Texto da PEC que condiciona empréstimos internacionais de bancos públicos à autorização do Congresso foi aprovado na CCJ da Câmara

O diretor de Desenvolvimento Produtivo, Inovação e Comércio Exterior do Banco Nacional de Desenvolvimento Econômico e Social (BNDES), José Luís Gordon, critica a proposta de emenda à Constituição (PEC) que condiciona a concessão de empréstimos internacionais de bancos públicos ao aval do Congresso Nacional. O texto foi aprovado na Comissão de Constituição e Justiça (CCJ) da Câmara nessa quarta-feira (4/12).

 

Para Gordon, a medida “coloca o Brasil na contramão do mundo” e reduz a competitividade das empresas e indústrias brasileiras no mercado internacional. “No mundo, mais de 90 países, como Estados Unidos, Alemanha, Canadá, Coréia do Sul, Índia e outros, têm estruturas semelhantes de apoio à exportação.
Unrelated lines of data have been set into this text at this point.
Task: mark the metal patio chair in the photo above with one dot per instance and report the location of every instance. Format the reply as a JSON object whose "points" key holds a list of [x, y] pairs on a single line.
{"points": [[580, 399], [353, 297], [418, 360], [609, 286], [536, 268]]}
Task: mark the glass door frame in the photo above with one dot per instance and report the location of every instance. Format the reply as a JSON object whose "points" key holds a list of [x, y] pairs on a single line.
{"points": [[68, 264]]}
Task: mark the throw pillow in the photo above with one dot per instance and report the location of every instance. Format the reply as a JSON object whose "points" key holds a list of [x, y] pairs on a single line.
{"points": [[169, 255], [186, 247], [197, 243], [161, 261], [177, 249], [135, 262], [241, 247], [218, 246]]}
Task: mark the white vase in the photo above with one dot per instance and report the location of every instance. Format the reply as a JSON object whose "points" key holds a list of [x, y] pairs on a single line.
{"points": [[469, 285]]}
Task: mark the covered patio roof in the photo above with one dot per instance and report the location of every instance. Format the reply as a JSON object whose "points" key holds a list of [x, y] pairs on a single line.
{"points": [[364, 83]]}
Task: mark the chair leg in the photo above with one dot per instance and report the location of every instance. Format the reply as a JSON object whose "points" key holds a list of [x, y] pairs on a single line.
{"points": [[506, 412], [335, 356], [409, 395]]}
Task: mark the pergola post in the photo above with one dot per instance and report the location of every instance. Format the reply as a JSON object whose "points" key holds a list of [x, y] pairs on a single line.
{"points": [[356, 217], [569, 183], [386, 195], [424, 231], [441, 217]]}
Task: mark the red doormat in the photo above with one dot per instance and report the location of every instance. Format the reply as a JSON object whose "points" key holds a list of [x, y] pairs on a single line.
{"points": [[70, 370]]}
A PEC tira a competitivdade da empresa brasileira e afeta a liberdade do setor financeiro e empresarial”, afirma o diretor.

 

O modelo de condicionante proposto pela PEC, segundo Gordon, é algo “que não existe em lugar nenhum do mundo” e aumentaria a burocracia numa área em que o Brasil luta para brigar de igual para igual com as demais economias. “Exportação é fundamental para o setor empresarial, e o governo federal tem uma política industrial que tem como um dos eixos estratégicos o incentivo à exportação”, menciona ele.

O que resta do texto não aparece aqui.